St. Clare seemed struck with this last passage, for he read it twice, — the second time slowly, and as if he were revolving the words in his mind.
"Tom," he said, "these folks that get such hard measure seem to have been doing just what I have, — living good, easy, respectable lives; and not troubling themselves to inquire how many of their brethren were hungry or athirst, or sick, or in prison."
Tom did not answer.
St. Clare rose up and walked thoughtfully up and down the verandah, seeming to forget everything in his own thoughts; so absorbed was he, that Tom had to remind him twice that the teabell had rung, before he could get his attention.

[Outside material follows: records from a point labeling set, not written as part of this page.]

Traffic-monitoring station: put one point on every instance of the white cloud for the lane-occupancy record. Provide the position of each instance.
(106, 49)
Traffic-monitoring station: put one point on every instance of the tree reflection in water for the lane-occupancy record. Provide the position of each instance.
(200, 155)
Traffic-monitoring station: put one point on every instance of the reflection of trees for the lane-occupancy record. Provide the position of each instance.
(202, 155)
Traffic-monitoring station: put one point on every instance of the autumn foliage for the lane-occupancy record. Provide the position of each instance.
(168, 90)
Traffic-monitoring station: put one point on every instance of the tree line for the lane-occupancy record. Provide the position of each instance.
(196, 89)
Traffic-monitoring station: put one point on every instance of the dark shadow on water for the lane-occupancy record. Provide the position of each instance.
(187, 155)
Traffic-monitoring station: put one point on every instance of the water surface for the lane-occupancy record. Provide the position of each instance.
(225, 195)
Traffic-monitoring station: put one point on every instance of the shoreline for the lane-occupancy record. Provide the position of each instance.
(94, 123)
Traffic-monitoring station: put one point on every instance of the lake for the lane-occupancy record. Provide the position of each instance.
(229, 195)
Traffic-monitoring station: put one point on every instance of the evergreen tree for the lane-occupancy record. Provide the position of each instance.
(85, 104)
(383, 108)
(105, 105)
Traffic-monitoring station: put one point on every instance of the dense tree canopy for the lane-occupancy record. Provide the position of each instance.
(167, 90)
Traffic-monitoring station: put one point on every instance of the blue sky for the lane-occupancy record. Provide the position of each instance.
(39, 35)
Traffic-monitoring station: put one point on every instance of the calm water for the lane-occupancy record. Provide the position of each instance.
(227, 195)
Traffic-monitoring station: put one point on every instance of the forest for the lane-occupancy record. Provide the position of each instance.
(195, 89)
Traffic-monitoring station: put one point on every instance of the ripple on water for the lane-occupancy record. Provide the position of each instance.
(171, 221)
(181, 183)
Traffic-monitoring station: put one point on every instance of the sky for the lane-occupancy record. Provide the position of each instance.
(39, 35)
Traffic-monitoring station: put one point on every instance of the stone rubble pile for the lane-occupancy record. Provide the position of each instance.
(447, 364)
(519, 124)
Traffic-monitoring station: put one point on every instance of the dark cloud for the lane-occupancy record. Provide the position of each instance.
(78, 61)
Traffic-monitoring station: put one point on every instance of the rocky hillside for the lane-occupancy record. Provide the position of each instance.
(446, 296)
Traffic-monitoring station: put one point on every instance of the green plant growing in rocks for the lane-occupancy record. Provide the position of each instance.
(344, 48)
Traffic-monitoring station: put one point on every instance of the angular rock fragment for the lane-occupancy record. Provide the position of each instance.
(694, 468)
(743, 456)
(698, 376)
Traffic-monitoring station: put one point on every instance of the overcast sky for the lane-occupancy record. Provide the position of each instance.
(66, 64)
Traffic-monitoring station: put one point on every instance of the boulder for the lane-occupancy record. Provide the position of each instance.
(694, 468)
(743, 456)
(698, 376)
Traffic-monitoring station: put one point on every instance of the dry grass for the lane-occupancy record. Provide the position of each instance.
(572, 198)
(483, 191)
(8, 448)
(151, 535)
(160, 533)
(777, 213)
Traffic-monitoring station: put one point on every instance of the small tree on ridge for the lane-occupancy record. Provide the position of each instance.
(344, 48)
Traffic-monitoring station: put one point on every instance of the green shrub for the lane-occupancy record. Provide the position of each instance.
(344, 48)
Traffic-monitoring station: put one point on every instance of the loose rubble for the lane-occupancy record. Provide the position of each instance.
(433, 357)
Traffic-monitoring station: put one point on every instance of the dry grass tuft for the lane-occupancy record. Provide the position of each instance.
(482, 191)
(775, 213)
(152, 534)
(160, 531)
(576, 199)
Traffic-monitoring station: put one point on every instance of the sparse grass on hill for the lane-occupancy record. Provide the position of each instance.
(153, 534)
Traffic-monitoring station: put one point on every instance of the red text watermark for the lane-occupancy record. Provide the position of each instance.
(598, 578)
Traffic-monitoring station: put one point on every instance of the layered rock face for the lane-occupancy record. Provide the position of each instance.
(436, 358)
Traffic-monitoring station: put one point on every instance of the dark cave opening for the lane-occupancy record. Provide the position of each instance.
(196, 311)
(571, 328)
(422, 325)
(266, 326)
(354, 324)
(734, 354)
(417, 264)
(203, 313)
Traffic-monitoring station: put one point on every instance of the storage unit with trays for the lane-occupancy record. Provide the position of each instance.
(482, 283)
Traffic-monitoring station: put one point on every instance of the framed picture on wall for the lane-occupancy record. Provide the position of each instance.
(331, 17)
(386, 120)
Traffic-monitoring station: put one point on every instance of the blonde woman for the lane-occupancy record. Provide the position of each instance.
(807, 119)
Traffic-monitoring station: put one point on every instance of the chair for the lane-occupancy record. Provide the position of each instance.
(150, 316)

St. Clare was absent and thoughtful, all tea-time. After tea, he and Marie and Miss Ophelia took possession of the parlor almost in silence.
Marie disposed herself on a lounge, under a silken mosquito curtain, and was soon sound asleep. Miss Ophelia silently busied herself with her knitting. St. Clare sat down to the piano, and began playing a soft and melancholy movement with the AEolian accompaniment. He seemed in a deep reverie, and to be soliloquizing to himself by music. After a little, he opened one of the drawers, took out an old music-book whose leaves were yellow with age, and began turning it over.
"There," he said to Miss Ophelia, "this was one of my mother's books, — and here is her handwriting, — come and look at it. She copied and arranged this from Mozart's Requiem." Miss Ophelia came accordingly.
"It was something she used to sing often," said St. Clare. "I think I can hear her now."
He struck a few majestic chords, and began singing that grand old Latin piece, the "Dies Irae."
Tom, who was listening in the outer verandah, was drawn by the sound to the very door, where he stood earnestly. He did not understand the words, of course; but the music and manner of singing appeared to affect him strongly, especially when St. Clare sang the more pathetic parts. Tom would have sympathized more heartily, if he had known the meaning of the beautiful words:
Recordare Jesu pie Quod sum causa tuar viae Ne me perdas, illa die Querens me sedisti lassus Redemisti crucem passus Tantus laor non sit cassus.
* * These lines have been thus rather inadequately translated:
Think, O Jesus, for what reason Thou endured'st earth's spite and treason, Nor me lose, in that dread season; Seeking me, thy wom feet hasted, On the cross thy soul death tasted, Let not all these toils be wasted. [Mrs. Stowe's note.]
St. Clare threw a deep and pathetic expression into the words; for the shadowy veil of years seemed drawn away, and he seemed to hear his mother's voice leading his. Voice and instrument seemed both living, and threw out with vivid sympathy those strains which the ethereal Mozart first conceived as his own dying requiem.